No, not that “F” word. The word I’m talking about is “feminist” — as in, I am a feminist. And until my very first experience communicating on the Internet I did not know that anyone other then a troglodyte would jeer me for saying that. I got my education about it on Brin-L, aka the Brin list, a science fiction discussion list that in my opinion is one of the best places to be on the net. But I digress.
On Brin-L I first encountered otherwise intelligent men who paled at the mention of the “F” word. So far as they were concerned, only ugly, hairy man-haters became feminists. (Since we didn’t post photos they had no way to know that I am, in fact, ugly and hairy.) We had many spirited discussions, and I think we understood each other. And I learned that feminism had fallen out of fashion.
So herein, I explain why the events of my life created in me a radicalism that includes that most radical of beliefs: Feminism, a belief in the social, political, and economic equality of the sexes. (Go ahead and look it up.)
I was born in 1953, which means that when I was old enough to get a job — and all teenagers got jobs in those days since we all had to work like dogs and didn’t have it easy like today’s teens — the employment opportunities were scarce. There was a recession going on. Looking at the Help Wanted ads was depressing. I can see it now: four pages, divided into “Help Wanted Male,” and “Help Wanted Female.”
No, I kid not. In those days even the fast food places divided their job offers by gender. The boys got to be short order cooks, and the girls made due with waitressing and cash register work. Naturally, the boys were paid more, since everyone knows that flipping hamburgers is harder than facing customers. And anyway, girls are needed on those cash registers, where they are more available to the dirty old middle-aged men who want to make complete jerks out of themselves by coming on to girls young enough to be their daugters.
Can you guess what my first job was?
It wasn’t bad enough that I had to deal with lechers. I also worked for a boss who thought it was witty to announce publicly and loudy, each time I entered his presence, “Vera doesn’t want to tell me her bust size!” I was shy, soft-spoken, and embarrassed to death every time he made this announcement. But there wasn’t a thing I could do about it, because in those days people thought these things were all in good fun and girls should be clever enough to handle it.
I eventually got other, better jobs.

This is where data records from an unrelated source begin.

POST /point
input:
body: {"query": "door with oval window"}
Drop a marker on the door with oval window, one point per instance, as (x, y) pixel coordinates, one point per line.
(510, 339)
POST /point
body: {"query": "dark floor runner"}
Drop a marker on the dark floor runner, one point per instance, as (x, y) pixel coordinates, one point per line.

For instance, the summer between my junior and senior years of college, I was selected to be an intern in the office of an actual Member Of Congress. This was thrilling; I was a political science major and internships were few and far between. I was not so thrilled when I was assigned the job of answering constituents’ letters. The division of labor made sense to the congressman’s office manager: female interns responded to constituents; male interns attended committee hearings and took notes so they could report back to the congressman (whom I rarely saw) and fill him in on current events.

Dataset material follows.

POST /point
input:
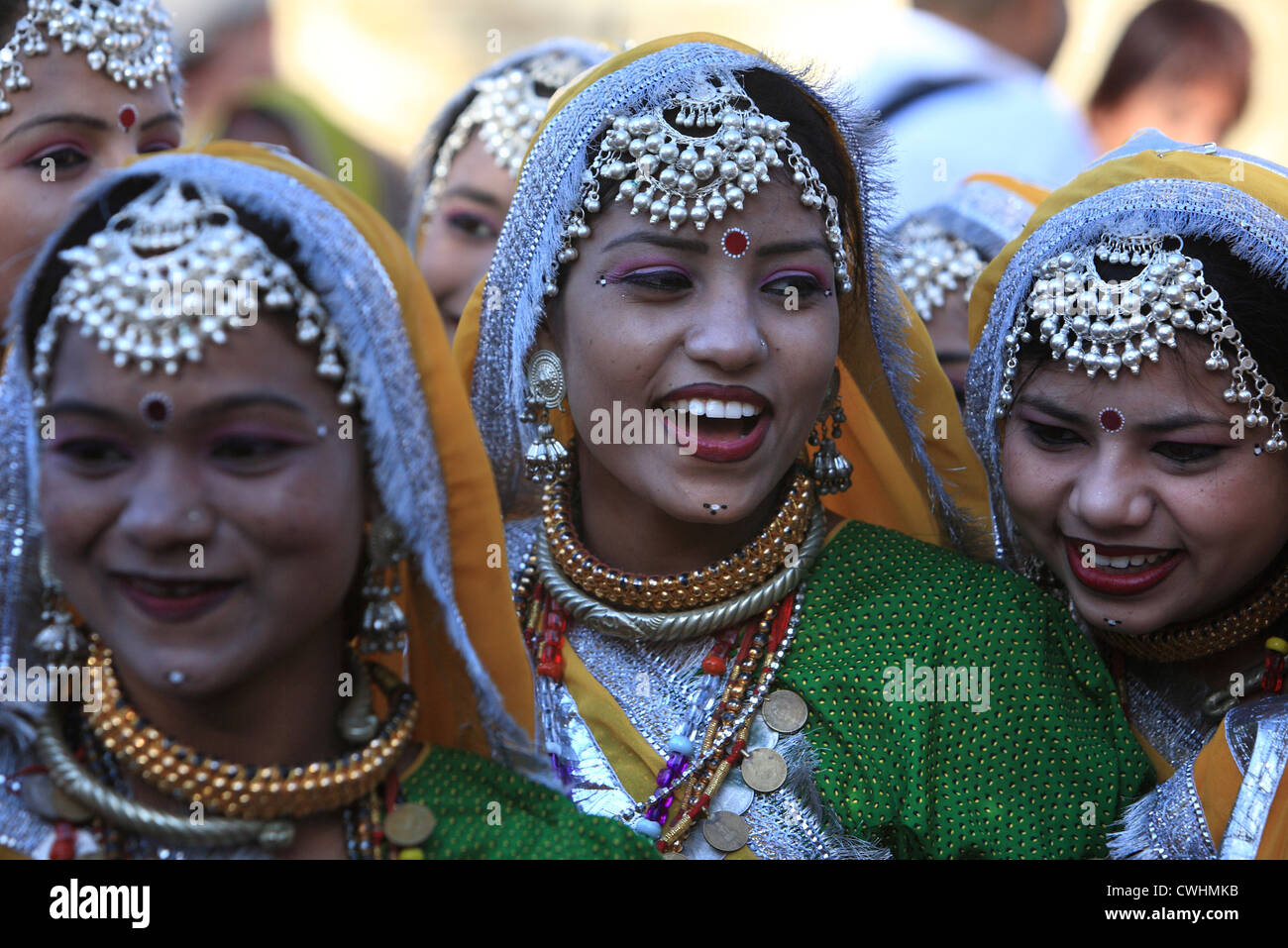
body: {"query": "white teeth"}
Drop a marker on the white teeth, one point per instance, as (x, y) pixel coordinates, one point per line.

I understood the office manager’s philosophy better after the day he locked me in a closet and yelled “I’m not letting her out until she agrees to show her legs!” And when he accused me of penis envy (yes, he actually used that expression) because I objected to his behavior. This time I didn’t put up with it; I quit. I would have preferred getting a new assignment, or getting help from the head of the intern program in dealing with the sexual harrassment, but these were still the old days. My only recourse was to give up the “great opportunity” that I had been so thrilled about.

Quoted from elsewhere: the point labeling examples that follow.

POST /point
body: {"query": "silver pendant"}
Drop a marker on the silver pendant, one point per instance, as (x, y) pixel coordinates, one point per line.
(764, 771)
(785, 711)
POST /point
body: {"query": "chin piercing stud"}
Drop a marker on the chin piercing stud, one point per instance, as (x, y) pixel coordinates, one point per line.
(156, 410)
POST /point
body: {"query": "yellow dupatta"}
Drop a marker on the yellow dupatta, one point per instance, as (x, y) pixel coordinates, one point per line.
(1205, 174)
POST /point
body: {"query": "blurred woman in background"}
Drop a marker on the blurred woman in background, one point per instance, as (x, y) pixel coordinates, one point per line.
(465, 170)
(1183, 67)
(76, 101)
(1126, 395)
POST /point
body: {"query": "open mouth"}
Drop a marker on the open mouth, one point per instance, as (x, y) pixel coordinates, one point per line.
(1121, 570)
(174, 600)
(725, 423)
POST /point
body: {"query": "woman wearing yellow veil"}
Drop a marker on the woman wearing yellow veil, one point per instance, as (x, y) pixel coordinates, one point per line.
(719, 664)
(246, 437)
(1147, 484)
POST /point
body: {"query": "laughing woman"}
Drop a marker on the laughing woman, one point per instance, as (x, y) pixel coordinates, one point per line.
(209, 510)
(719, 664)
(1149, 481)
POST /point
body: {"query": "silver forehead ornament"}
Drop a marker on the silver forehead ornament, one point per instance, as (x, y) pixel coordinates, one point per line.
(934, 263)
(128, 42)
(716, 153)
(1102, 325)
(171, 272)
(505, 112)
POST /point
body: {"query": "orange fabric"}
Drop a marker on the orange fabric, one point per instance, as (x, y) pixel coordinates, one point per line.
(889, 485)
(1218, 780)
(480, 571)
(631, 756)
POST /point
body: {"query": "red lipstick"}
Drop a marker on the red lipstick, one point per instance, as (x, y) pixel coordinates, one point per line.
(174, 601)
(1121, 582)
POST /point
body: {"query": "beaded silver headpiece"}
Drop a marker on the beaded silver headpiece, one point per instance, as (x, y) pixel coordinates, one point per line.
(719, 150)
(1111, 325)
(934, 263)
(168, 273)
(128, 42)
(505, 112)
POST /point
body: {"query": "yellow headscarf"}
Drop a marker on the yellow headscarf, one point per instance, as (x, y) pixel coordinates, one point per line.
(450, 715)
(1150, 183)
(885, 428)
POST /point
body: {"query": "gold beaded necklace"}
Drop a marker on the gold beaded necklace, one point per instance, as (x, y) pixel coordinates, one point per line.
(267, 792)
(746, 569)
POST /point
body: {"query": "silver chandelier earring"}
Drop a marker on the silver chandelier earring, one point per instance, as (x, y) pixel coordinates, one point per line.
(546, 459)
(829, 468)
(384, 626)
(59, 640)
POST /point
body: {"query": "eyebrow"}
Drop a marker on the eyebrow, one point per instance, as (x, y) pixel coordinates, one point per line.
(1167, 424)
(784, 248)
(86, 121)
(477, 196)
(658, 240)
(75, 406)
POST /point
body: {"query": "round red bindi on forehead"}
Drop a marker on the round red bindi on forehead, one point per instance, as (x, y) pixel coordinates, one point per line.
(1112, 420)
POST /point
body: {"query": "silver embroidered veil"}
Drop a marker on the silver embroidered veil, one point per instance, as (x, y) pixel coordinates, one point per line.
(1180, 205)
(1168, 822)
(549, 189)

Such growth experiences were not limited to places of employment. As a member of the first cohort of women admitted to the Yale doctoral program in political science, I was treated to this comment by one of the male graduate students (who we later nicknamed “little nose”): “Oh, you must be one of the women they had to admit to avoid being sued.” I was about a million times smarter than that guy, but I didn’t know it at the time. I was intimidated, which I guess is what he intended, though later I got really mad. And I didn’t finish the program, but neither did most of the women. In fact, I think of our cohort only one went on to actually finish the PhD. (Most switched to other graduate programs; I was seduced away by a little thing called the personal computer.) Looking back, I realize that most of us women didn’t have faculty mentors — a must-have for a doctoral student. The all-male faculty just didn’t know how to “relate” to female students, and we were like fish out of water.
Now, I wouldn’t want anyone to think that my life has been one sexist encounter after another. I have had many great jobs working with people who are truly amazing. And the experiences have gotten better and better: I am more comfortable at my current position at Flock than I’ve ever been. Things have definitely changed. For the better.
But I want these new people with whom I work to understand where I’m coming from (to use an old California expression). I want to explain myself and other women my age, especially ones who have worked in male-dominated professions, who are radically, defiantly feminists, even when people laugh or call us ugly and hairy, or shrill and obnoxious, or whatever the latest stereotype is. When we encounter people who think feminism is a dirty word, or (worse) young women who scoff at the women’s movement and find it irrelevant, we’re likely to get our backs up.
So that’s it. Frankly, I don’t see how I could have NOT become a feminist. And if I’m a little sensitive on the subject, well, I guess folks will just have to love me for what I am — an old-style, second-wave feminist.